A stack of action and medals on the opening two-days hasn’t been enough to assuage Aussie sports fans who’ve reportedly turned on the official broadcaster, Channel Seven.
Seven reportedly paid $150 million to broadcast the Rio Games which included showing the action live on three digital channels and a paid app that it claimed would deliver the most “technologically advanced'” Olympics coverage Australia had ever seen.
At last week’s end of financial announcement Seven’s CEO Tim Worner promised of the coverage: “Seven will create and deliver the most comprehensive, technologically advanced, multi-platform coverage of the Olympic Games to all Australians on any communications device.”

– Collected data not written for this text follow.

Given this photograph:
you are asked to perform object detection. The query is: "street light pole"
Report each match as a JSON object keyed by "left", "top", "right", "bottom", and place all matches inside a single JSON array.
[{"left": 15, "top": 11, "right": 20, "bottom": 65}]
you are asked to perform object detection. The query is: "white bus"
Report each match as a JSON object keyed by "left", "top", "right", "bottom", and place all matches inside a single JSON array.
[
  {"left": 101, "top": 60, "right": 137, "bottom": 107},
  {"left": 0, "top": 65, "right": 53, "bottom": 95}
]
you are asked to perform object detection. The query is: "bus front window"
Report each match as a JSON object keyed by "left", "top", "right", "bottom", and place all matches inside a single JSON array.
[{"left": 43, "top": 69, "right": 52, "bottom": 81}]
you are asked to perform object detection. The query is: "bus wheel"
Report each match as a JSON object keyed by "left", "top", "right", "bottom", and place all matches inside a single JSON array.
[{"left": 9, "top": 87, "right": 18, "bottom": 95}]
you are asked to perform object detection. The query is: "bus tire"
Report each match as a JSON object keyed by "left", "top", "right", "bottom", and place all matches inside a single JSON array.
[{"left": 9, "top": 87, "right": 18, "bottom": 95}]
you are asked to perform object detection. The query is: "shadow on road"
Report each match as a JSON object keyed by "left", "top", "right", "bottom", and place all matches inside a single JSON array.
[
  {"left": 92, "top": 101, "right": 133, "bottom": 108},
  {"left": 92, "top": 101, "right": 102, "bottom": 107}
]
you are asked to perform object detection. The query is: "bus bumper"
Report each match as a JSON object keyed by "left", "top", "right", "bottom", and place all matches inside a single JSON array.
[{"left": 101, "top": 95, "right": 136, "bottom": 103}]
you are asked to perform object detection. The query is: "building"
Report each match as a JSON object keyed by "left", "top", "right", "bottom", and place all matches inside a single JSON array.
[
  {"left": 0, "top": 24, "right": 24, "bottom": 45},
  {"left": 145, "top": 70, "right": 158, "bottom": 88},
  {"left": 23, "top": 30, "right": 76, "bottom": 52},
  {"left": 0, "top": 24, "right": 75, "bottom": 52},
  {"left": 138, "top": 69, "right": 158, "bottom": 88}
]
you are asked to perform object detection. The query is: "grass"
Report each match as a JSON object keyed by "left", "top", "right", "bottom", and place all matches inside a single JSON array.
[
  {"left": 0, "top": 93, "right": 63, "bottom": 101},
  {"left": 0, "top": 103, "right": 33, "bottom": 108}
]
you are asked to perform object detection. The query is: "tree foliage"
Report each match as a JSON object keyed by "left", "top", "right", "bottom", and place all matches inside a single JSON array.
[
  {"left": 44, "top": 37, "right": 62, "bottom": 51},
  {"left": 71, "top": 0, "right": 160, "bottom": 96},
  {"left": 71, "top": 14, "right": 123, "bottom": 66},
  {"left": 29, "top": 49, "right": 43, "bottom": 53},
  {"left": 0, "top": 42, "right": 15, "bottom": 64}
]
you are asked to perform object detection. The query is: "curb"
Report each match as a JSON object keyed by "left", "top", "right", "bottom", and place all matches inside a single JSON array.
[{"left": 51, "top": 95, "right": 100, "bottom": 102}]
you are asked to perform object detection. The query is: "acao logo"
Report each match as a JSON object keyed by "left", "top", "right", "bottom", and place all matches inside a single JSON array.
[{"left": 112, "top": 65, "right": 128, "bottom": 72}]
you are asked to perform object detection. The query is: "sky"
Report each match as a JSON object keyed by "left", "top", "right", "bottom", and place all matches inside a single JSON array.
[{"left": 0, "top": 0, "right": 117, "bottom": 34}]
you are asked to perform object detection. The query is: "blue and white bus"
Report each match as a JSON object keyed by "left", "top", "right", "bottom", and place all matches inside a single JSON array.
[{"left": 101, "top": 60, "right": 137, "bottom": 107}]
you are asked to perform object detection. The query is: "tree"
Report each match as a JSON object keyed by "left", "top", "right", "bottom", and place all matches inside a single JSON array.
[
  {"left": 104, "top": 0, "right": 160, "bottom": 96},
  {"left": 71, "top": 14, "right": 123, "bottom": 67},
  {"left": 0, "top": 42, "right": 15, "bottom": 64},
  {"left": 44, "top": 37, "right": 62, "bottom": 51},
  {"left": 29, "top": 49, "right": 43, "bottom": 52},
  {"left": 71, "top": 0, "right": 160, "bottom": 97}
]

App users pay a $20 premium that was supposed to deliver 24-hour coverage of every event; however, disgruntled fans have flocked to social media to say the app doesn’t work and when it does the commentary is often missing.
One app user wrote to Facebook: “Your mobile app is absolutely woeful. I spend most of my time looking at the load screen. What a waste of $19.95. Don’t promise on something you can’t deliver or fix it quick smart” while another complained, “Can I have my $20 back [for] premium access? So far have been able to watch three mins of event I wanted.”
Fairfax has reported that the broadcaster has responded to complaints about its coverage on social with a blanket response – “We are aware of issues w/ the app & website streams. Tech team is working hard to resolve. Thanks for your patience.”
Meanwhile the Daily Mail has said fans are switching off Seven’s coverage in droves describing the commentary as boring, complaining the coverage doesn’t include enough sports action and there are way too many ads. Olympic fans who woke this morning for some Rio action instead got Kochie and Samantha doing Sunrise and an interview with American actress Blake Lively plugging her new film.
Angry fans have vented their frustrations via Twitter. One person wrote: “The gold medal for the most adverts during the Olympic Games goes to…Channel Seven.”
“‘Channel 7 thanks for ruining the Olympics with copious amounts of ads,” said another while another griped, “I am so annoyed with Channel 7 and how they’ve gone about broadcasting the Olympics. You’d rather show me ads than our athletes.”